Bruxelas ameaça agora Portugal com corte nos fundos

Comissário alemão Günther Oettinger diz que “a ameaça é séria”. Governo português espera por setembro

O alemão Günther Oettinger, comissário europeu para a Economia Digital, avisou ontem Espanha e Portugal que devem “pôr em ordem, com urgência”, as contas públicas, se não querem “colocar em risco” as transferências de milhões de euros dos fundos estruturais. O gabinete do primeiro-ministro António Costa, questionado pelo Dinheiro Vivo, remeteu comentários para setembro, após a decisão do Parlamento Europeu.

“Temos uma segunda opção. A nossa ameaça de corte nos fundos estruturais do orçamento europeu é séria”, referiu Oettinger em entrevista ao semanário alemão Der Spiegel.

Estas declarações surgem na semana em que a maioria dos comissários europeus decidiu cancelar as multas aos dois países ibéricos pelo incumprimento da meta de 3% do PIB no défice de 2015. A decisão formal será tomada a 9 de agosto pelo Ecofin, entidade que reúne os ministros das Finanças da União Europeia.

Não houve consenso na reunião do colégio de comissários, que esteve reunido em Bruxelas na quarta-feira, garante o alemão na entrevista.
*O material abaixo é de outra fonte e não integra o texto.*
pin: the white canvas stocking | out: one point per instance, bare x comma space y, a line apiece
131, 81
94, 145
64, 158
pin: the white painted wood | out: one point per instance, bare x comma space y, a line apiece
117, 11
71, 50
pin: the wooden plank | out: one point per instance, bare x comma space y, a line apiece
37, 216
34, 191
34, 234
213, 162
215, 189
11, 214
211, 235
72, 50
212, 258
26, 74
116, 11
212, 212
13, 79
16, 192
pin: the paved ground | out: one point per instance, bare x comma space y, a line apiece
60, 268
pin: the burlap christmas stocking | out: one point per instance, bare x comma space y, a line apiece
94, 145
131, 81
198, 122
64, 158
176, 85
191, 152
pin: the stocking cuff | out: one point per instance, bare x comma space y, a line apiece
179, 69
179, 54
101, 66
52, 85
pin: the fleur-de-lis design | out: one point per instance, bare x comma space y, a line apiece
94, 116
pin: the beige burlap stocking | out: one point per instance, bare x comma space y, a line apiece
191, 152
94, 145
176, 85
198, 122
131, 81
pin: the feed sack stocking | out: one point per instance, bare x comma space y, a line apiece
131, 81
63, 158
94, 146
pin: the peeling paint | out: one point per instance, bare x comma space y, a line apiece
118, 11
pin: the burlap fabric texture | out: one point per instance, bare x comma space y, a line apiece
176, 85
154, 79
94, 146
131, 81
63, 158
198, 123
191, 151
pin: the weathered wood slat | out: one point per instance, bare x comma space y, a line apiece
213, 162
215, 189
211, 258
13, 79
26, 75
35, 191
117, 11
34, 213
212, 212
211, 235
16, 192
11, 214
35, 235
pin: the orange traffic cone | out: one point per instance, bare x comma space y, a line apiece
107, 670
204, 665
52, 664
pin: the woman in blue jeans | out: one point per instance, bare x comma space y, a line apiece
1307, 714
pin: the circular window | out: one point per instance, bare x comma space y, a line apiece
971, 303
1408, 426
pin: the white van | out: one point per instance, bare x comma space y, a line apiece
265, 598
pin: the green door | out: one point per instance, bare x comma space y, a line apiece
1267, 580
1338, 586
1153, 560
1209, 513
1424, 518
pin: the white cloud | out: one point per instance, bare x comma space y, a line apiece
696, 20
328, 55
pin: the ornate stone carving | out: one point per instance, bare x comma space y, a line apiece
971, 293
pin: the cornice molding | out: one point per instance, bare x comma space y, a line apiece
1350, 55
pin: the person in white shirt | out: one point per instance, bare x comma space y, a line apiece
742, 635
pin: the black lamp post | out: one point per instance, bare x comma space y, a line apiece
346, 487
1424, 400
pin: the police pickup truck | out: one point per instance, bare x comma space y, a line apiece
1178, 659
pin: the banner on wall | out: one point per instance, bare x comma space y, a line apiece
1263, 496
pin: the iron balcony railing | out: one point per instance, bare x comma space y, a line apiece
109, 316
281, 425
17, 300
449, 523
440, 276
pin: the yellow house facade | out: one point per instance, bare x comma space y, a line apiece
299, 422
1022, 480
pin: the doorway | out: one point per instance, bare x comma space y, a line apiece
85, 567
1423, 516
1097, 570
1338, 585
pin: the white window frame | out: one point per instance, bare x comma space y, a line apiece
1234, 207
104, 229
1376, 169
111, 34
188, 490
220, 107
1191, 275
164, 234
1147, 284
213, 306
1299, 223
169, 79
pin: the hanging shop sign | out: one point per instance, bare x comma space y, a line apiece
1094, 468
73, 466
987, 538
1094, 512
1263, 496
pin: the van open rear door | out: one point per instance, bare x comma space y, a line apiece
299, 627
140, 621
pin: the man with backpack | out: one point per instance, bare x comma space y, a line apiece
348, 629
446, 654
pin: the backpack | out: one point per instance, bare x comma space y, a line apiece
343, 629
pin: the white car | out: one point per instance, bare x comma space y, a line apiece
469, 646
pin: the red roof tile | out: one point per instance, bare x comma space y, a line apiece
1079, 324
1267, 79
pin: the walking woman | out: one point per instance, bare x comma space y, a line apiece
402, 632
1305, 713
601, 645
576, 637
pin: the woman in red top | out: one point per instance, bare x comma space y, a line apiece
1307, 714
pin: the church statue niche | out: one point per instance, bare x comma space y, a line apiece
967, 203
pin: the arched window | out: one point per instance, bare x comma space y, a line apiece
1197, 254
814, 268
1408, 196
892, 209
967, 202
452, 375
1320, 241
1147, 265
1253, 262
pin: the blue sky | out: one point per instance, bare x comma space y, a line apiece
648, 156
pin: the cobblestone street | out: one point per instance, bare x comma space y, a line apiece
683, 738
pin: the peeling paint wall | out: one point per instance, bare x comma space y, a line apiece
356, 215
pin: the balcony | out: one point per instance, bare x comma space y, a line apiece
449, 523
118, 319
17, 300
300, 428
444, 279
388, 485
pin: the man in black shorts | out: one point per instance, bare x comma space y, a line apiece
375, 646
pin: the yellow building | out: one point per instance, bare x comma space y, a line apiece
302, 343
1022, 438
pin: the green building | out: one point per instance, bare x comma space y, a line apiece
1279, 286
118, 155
Günther Oettinger diz mesmo que houve colegas que defenderam sanções na aplicação do Pacto de Estabilidade e Crescimento. “Este acordo não está morto, porque ainda há a opção de cortar os fundos estruturais que os dois países recebem.”

A Comissão Europeia, em troca do cancelamento do procedimentos por défice excessivo, fez uma série de recomendações ao Governo, ao mesmo tempo que flexibilizou a meta do défice de 2016 para 2,5% do PIB, acima dos 2,2% que tinham sido negociados anteriormente com Bruxelas e que constam do Orçamento do Estado.

Pierre Moscovici, comissário dos Assuntos Económicos, disse na quarta-feira que continua a ser exigido ao país um ajustamento estrutural (cortes permanentes) no valor equivalente a 0,25% do PIB (cerca de 450 milhões de euros) neste ano, reconhecendo que se trata de um “esforço muito significativo para ser feito em tão poucos meses”, os que faltam até ao final do ano.

A comissão Juncker chegou mesmo a sugerir um aumento da receita fiscal através de novas alterações ao IVA, sobretudo na taxa reduzida, em que alguns produtos básicos passariam a pagar uma taxa de 13% em vez dos atuais 6%. Lisboa afastou essa hipótese.

A mesma ameaça paira sobre Espanha, que tem dois anos para colocar o défice abaixo dos 3% em relação ao PIB. As novas metas preveem que o país vizinho reduza o défice dos atuais 5,1% para 4,6% em 2016, 3,1% em 2017 e 2,2% em 2018.

25,8 mil milhões em risco

Uma eventual suspensão dos fundos comunitários, avaliados em 25,8 mil milhões de euros, colocaria em risco a aplicação do Programa Nacional de Reformas, uma das bases para as medidas do programa do Governo de António Costa.

A decisão sobre os fundos do Portugal 2020 só será conhecida em setembro, depois de a Comissão Europeia debater a proposta com o Parlamento Europeu na sequência do procedimento por défice excessivo. Depois, o colégio de comissários vai apresentar uma proposta junto do Ecofin.

O Governo português mostrou-se confiante que essa suspensão não irá ocorrer. Na conferência de imprensa após o Conselho de Ministros de quinta-feira, Augusto Santos Silva afirmou que as razões que levaram Bruxelas a decidir cancelar a multa a Portugal “são as mesmas razões que serão reconhecidas e corroboradas” pela instituição quando falar sobre os fundos, depois do verão.

A garantia dada pelo ministro dos Negócios Estrangeiros é que “mesmo na eventual ativação do mecanismo de suspensão [dos fundos], isso só produziria efeitos práticos a partir de 1 de janeiro de 2017”.

A Portugal “basta cumprir o objetivo de o défice ficar abaixo de 3%” este ano, para que uma medida dessa natureza “seja automaticamente desativada antes mesmo de produzir efeitos”. O ministro assegurou que o Governo “aguarda com toda a serenidade o início deste processo”.